Ok, reread. If this is just plain old throttle cable with a stiff wire inside a spriral wire casing, then use anything simular or universal mower throttle cable from store or hand choke cable from auto parts store. You just twist end of stiff wire to same as currently on there. Best are stiff wire in nylon casing, these slide easier and dont rust up. Cost more of course but never cause problems. The spiral wire throttle cables are lot friendlier and longer lasting if you oil them with some ATF or light machine oil regularly. Oil soaks into the spriral wire casing making stiff wire inside slide much easier.

I was confused cause I havent worked on mowers for several years then somebody brought me a newer Honda mower to work on year ago as personal favor as mower shop was going to charge arm and leg to even look at it. It had expensive fancy cables (more than one) that were like automotive throttle cables with what looks like flexable aircraft cable inside a plastic/nylon housing. 

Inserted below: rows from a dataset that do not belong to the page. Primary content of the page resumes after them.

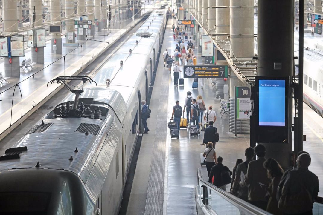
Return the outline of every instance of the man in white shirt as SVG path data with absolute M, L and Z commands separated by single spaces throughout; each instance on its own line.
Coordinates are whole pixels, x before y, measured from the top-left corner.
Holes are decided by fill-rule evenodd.
M 216 114 L 215 111 L 212 110 L 213 108 L 212 105 L 210 105 L 207 111 L 204 112 L 204 121 L 207 123 L 210 120 L 214 122 L 216 120 Z
M 178 85 L 180 73 L 182 72 L 180 68 L 178 66 L 178 63 L 176 63 L 176 65 L 173 67 L 173 71 L 174 71 L 174 85 L 177 86 Z
M 164 57 L 164 67 L 166 67 L 165 65 L 166 65 L 166 60 L 167 59 L 167 57 L 166 55 L 168 54 L 168 52 L 167 51 L 167 49 L 164 52 L 164 53 L 162 54 L 163 57 Z

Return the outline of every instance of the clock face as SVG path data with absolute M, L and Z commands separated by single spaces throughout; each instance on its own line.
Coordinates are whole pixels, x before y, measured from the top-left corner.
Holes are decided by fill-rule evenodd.
M 185 74 L 186 75 L 191 77 L 194 74 L 194 70 L 191 67 L 188 67 L 185 69 Z

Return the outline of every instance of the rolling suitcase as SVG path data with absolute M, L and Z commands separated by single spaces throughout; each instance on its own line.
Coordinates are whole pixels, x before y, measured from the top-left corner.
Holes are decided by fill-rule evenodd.
M 180 127 L 186 128 L 187 127 L 187 119 L 184 117 L 181 118 Z
M 204 149 L 205 149 L 205 145 L 204 145 Z M 201 153 L 200 155 L 200 158 L 201 160 L 201 166 L 206 166 L 205 163 L 204 162 L 204 159 L 205 159 L 205 158 L 203 156 L 203 154 L 204 153 L 204 152 L 203 151 L 203 146 L 201 146 L 201 152 L 202 153 Z
M 192 83 L 192 88 L 193 89 L 197 89 L 199 86 L 198 82 L 193 82 Z
M 190 125 L 190 135 L 191 136 L 197 136 L 197 127 L 196 125 Z
M 179 134 L 178 132 L 178 129 L 177 129 L 177 126 L 174 126 L 171 127 L 169 130 L 171 132 L 171 138 L 179 138 Z
M 197 64 L 197 59 L 195 57 L 193 58 L 193 65 L 196 65 Z

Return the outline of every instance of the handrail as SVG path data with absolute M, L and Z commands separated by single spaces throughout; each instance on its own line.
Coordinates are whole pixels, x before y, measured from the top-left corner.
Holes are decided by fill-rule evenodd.
M 204 186 L 205 188 L 209 189 L 217 194 L 221 196 L 237 208 L 243 210 L 248 213 L 248 214 L 251 215 L 270 215 L 271 214 L 267 212 L 262 209 L 257 208 L 242 200 L 235 196 L 232 194 L 225 192 L 219 188 L 217 188 L 212 184 L 203 179 L 201 176 L 201 170 L 200 168 L 197 169 L 198 185 L 201 187 Z M 201 184 L 201 182 L 203 184 Z M 210 193 L 209 192 L 206 193 Z M 203 198 L 205 198 L 205 195 L 203 194 Z M 207 202 L 207 201 L 203 201 Z M 207 203 L 206 203 L 205 206 L 207 208 Z

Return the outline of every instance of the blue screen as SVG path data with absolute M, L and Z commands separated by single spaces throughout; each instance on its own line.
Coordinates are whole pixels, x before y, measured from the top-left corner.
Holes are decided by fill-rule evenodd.
M 285 126 L 285 80 L 259 80 L 259 125 Z

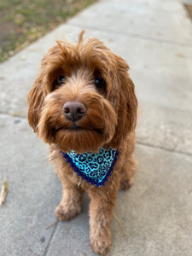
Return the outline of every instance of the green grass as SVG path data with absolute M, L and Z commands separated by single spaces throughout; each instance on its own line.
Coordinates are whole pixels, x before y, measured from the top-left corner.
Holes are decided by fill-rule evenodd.
M 96 0 L 0 1 L 0 62 Z

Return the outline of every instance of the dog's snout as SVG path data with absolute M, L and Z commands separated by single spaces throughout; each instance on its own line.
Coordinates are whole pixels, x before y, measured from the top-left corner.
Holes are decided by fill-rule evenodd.
M 67 119 L 76 122 L 79 120 L 87 112 L 86 106 L 79 102 L 67 102 L 63 106 L 63 113 Z

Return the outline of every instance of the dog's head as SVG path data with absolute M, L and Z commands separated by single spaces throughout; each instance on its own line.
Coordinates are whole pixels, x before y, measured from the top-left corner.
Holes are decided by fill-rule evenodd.
M 135 129 L 137 102 L 129 67 L 97 38 L 57 42 L 29 95 L 30 125 L 64 151 L 117 148 Z

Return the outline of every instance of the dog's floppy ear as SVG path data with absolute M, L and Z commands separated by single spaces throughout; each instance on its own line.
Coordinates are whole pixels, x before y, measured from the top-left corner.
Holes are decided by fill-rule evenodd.
M 137 100 L 135 85 L 129 76 L 129 66 L 122 58 L 116 55 L 116 72 L 113 73 L 117 103 L 118 125 L 113 144 L 118 147 L 125 137 L 135 130 L 137 123 Z
M 38 77 L 28 94 L 28 122 L 34 131 L 38 131 L 37 126 L 39 120 L 40 111 L 44 102 L 44 92 L 42 89 L 41 75 Z

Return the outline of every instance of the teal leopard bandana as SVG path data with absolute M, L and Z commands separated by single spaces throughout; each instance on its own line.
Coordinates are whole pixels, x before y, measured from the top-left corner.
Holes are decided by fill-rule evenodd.
M 76 154 L 75 151 L 62 153 L 75 172 L 88 183 L 97 187 L 103 186 L 108 180 L 117 160 L 118 151 L 113 148 L 100 148 L 99 153 Z

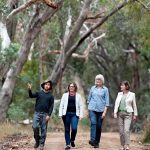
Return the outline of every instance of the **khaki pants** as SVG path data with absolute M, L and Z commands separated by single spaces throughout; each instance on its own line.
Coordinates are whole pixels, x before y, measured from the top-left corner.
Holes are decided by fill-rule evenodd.
M 119 112 L 118 125 L 120 133 L 121 145 L 130 144 L 130 125 L 132 121 L 132 113 Z

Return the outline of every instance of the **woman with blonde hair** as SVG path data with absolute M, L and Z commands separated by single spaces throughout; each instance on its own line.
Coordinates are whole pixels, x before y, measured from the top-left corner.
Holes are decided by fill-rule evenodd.
M 121 92 L 118 93 L 115 107 L 114 118 L 118 118 L 118 126 L 120 133 L 120 150 L 129 150 L 130 144 L 130 125 L 131 121 L 137 118 L 137 106 L 135 93 L 130 92 L 130 84 L 128 81 L 122 81 L 120 85 Z
M 109 92 L 104 86 L 103 75 L 99 74 L 95 77 L 95 85 L 91 87 L 87 103 L 91 122 L 89 144 L 99 148 L 102 123 L 109 106 Z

As to running mower at full throttle. Newer cheapie mowers are set to run full throttle with no throttle cable. I hate that, but modern mowers also seem to all be mulching mowers that have to do all that extra work grinding everything to a pulp. Best mower in my experience was an old Kee mower friend had, kinda open on all sides. Run it at half throttle with sharp blade and it just laid taller grass and weeds down like a hay mower without bogging down. Not what you want on a golf course lawn but hey its quiet run that way and makes efficient weed mower out in the sticks and if lawn isnt overgrown, then it doesnt matter if mower chops grass into oblivian. If it is overgrown, I'd rather rake up "hay" than gooey mulch.


----------



## Rocky Fields (Jan 24, 2007)

Hey.

Make sure larger wire won't bind inside casing.

RF


----------